Our analysis of neural evolution will focus primarily on the evolutionary differences in the way neural progenitor cells are established in different arthropods and annelids. Again, studies from Drosophila have given us a number of identified genes that participate in the process. In crustaceans, however, the mechanism by which neural precursors are established appears to be quite different than in Drosophila, and we hope to use a comparative approach to understand these evolutionary differences. Depending on what we find, we hope to expand these studies to include the manipulation of gene expression as outlined for our studies on segmentation.

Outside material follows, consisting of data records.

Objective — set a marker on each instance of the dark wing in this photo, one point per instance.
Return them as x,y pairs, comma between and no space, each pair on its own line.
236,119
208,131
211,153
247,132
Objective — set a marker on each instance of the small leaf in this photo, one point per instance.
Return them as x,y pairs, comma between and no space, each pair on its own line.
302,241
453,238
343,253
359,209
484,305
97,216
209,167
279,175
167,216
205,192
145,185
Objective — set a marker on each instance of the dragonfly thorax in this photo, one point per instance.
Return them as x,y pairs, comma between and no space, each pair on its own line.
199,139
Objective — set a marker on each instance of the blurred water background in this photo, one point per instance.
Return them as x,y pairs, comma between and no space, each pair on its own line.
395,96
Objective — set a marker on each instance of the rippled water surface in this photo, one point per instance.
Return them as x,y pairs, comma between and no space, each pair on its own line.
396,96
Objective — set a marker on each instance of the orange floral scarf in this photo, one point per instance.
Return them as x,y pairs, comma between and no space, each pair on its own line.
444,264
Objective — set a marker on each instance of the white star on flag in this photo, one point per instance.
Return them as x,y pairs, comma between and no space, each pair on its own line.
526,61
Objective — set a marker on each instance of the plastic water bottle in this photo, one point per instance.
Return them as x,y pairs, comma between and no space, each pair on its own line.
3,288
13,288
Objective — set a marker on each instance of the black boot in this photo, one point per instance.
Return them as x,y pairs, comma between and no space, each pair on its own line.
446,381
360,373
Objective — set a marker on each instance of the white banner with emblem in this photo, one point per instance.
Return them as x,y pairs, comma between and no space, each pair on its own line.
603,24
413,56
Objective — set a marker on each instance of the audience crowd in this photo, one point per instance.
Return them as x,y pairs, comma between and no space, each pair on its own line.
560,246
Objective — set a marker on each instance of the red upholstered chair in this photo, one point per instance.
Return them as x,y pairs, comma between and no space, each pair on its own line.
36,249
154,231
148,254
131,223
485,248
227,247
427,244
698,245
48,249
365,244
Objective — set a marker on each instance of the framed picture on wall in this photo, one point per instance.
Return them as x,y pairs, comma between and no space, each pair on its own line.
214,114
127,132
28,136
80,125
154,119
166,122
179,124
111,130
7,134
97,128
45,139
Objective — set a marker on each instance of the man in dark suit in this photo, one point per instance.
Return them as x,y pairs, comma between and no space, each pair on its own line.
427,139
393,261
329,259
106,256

It is clear from the comparative work done in a number of labs that evolutionary changes in gene expression play an important role in the evolution of developmental programs. Presumably these changes in gene expression come about through changes in either trans-acting regulators of the gene or in changes in the cis-acting sequences that control the gene.
We have had an especially fruitful collaboration with Marty Kreitman and Misha Ludwig (Ecology and Evolution Dept). on the analysis of the evolution of the even-skipped stripe 2 enhancer (probably one of the best understood eukaryotic enhancers), and we hope to continue this collaboration on some future projects , as well as establish our own independent projects that relate to our specific interests. We started our analysis by making comparisons of the cis-elements from diptera closely related to Drosophila melanogaster. We will continue to expand this analysis into more and more divergent insects (Schistocerca for example) and for additional genes (such as Ubx and hairy). Much of our analysis of the eve enhancer has been carried out by placing the enhancer from other species into Drosophila melanogaster, but we hope to take advantage of a number of new transformation vectors that may make it possible to place the same enhancer into multiple arthropod species - such an analysis will greatly expand our abilities to understand how changes in gene expression come about during evolution.